Na Espanha, a preferência por dublados é fruto de uma decisão política.
Em 1941, sob a justificativa de defesa do idioma, o ditador Francisco
Franco promulgou uma lei que obrigava a dublagem de todos os filmes
estrangeiros. A obrigatoriedade desapareceu em 1946, mas o hábito não.

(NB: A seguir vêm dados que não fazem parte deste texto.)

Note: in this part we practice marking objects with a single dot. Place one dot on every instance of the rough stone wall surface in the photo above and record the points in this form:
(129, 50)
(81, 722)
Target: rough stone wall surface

Em países como Alemanha e Itália, é difícil encontrar uma sessão legendada nos cinemas
Por vontade própria ou por decreto, abrir mão das legendas pode até ser
uma experiência prazerosa. Ao optar por ouvir, o espectador volta sua
atenção para detalhes do filme, como o cenário, as expressões faciais ou
o figurino dos personagens. A tradição brasileira de dublagem ajuda. Ao
contrário dos dubladores de países hispânicos, que enchem de drama
latino a interpretação de seus personagens, os brasileiros tentam
reproduzir o tom dos atores originais. “Procuramos interpretar com
naturalidade”, afirma Zodja Pereira, fundadora de um estúdio de dublagem
em São Paulo. Novas tecnologias também contribuem. Nos primórdios da
dublagem, era necessário regravar todo o áudio do filme para inserir as
falas traduzidas. O som ambiente do filme era perdido. Hoje, os filmes
chegam aos estúdios com faixas de som separadas. A dublagem substitui a
faixa da voz, e o som ambiente permanece o mesmo.

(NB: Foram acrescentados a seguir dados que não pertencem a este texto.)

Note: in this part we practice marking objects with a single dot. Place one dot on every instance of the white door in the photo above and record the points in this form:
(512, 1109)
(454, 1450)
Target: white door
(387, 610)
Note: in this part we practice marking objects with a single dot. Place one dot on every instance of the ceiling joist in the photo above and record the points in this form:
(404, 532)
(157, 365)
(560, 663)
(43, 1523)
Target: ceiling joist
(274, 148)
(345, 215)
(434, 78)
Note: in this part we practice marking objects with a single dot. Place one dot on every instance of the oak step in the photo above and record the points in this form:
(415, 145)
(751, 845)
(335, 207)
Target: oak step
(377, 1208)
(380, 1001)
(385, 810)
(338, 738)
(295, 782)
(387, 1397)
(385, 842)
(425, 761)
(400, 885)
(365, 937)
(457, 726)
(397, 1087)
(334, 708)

Apesar da melhoria nas dublagens, o declínio das legendas traz prejuízo
aos espectadores. Por melhor que seja, o dublador não consegue
interpretar o personagem. Como substituir a voz de um ator complexo como
Sean Penn ou Meryl Streep? Perde-se mais ainda quando o dublador não é
profissional. Com o objetivo de atrair mais público, tem se tornado cada
vez mais comum ouvir artistas famosos pouco habituados à dublagem dando
voz a personagens de filmes infantis. Ouvir o mesmo dublador falando
por vários atores também causa estranheza. Na versão dublada de O informante,
o espectador que prestar atenção às falas do personagem de Al Pacino
reconhecerá a voz que dublou Richard Gere por anos, inclusive em Uma linda mulher. Na vida real, a voz dos dois atores não tem nenhuma semelhança.

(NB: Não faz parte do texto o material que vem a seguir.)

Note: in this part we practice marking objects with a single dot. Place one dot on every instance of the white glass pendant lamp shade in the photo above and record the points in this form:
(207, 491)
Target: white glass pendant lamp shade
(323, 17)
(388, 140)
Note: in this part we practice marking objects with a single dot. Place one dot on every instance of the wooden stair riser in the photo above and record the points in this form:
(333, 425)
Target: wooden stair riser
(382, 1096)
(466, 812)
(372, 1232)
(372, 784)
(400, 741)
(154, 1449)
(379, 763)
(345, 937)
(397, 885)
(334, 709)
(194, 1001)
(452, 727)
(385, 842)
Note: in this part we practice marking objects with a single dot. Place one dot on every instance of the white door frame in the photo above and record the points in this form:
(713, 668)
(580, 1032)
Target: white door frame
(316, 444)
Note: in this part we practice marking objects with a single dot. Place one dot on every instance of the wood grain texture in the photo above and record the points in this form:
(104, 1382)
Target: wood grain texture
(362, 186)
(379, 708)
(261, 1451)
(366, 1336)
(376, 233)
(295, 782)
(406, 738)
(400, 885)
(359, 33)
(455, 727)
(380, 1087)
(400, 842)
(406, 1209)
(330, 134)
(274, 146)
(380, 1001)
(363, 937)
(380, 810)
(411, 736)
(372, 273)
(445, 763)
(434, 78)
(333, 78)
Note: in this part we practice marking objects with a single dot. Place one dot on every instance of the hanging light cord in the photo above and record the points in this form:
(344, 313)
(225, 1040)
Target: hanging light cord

Os espectadores descontentes com os lançamentos de séries e filmes
dublados começam a formar movimentos de resistência. A campanha Dublado sem opção, não,
lançada nas redes sociais, já reúne 6 mil pessoas. “Não é justo que os
canais imponham uma programação dublada”, diz o advogado Bruno Carvalho,
organizador do movimento. O objetivo é convencer os canais a permitir
que o assinante possa escolher sempre entre a versão dublada e a
legendada.
Nos cinemas, onde não existe a opção de mudar o áudio com o controle
remoto, o futuro das legendas é mais sombrio. Se os dublados são
preferidos pelo público, é natural que o mercado se adapte à demanda da
maioria. Assim como na Europa e nos Estados Unidos, os filmes legendados
tendem a se tornar um produto de nicho, exibido longe dos
shopping centers. Cinemas como o Reserva Cultural, em São Paulo, podem
se tornar o último reduto para quem quiser ouvir a voz verdadeira dos
atores. “O cinema é uma arte repleta de sutilezas que precisam ser
respeitadas, e a manutenção do áudio original é uma forma de respeito”,
afirma Laure-Bacqué, sócia diretora do cinema. Lá, filmes dublados só
entram se forem infantis. Salas como essa podem ser o último foco de
resistência para impedir que as legendas se tornem curiosidade
histórica, como o cinema mudo ou os filmes em preto e branco.